Bloodied but unbowed, our man soldiered on and made it to the grocery without further incident, accompanied by our senior officer, an 84-year-old motorhead who immediately began grilling a stranger about the technical specs of his BMW motorcycle.

I made it into the lead group, but was not first to the grocery. We were a trio, ticking along nicely at 155 beats per minute, and I knew that I’d have to find another 10 bpm somewhere starting about six miles out to win the roses. This I felt was a dog that would not hunt.

When the terrain shifted from straight climb to rollers one of the cyborgs got the jump on me and that was that. I found another 14 bpm, briefly, but not in time to close the gap. No bouquet, no podium girl, no anthem.

Well, it wasn’t my first rodeo. Sometimes you’re the cowboy, other times you’re the clown. Good times either way.

Like Bilbo Baggins I made it there and back again. Also like Bilbo, I ate and drank prodigiously afterward, and treated myself to a short nap. It was my fourth trip to the Morning Star and back, so I suppose you could say I’m making a hobbit of it.

Your Friday Funk

Leave it to Atomic Dog George Clinton to bring the Friday Funk.

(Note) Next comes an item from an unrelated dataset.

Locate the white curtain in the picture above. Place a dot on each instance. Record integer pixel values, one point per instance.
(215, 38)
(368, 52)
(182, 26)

In an interview with Rolling Stone, asked what he thought of white artists performing black music, Clinton replied in part:

It’s all one world, one planet and one groove. You’re supposed to learn from each other, blend from each other, and it moves around like that. You see that rocket ship leave yesterday? We can maybe leave this planet. We gonna be dealing with aliens. You think black and white gonna be a problem? Wait till you start running into motherfuckers with three or four dicks! Bug-eyed motherfuckers! They could be ready to party, or they could be ready to eat us. We don’t know, but we’ve got to get over this shit of not getting along with each other.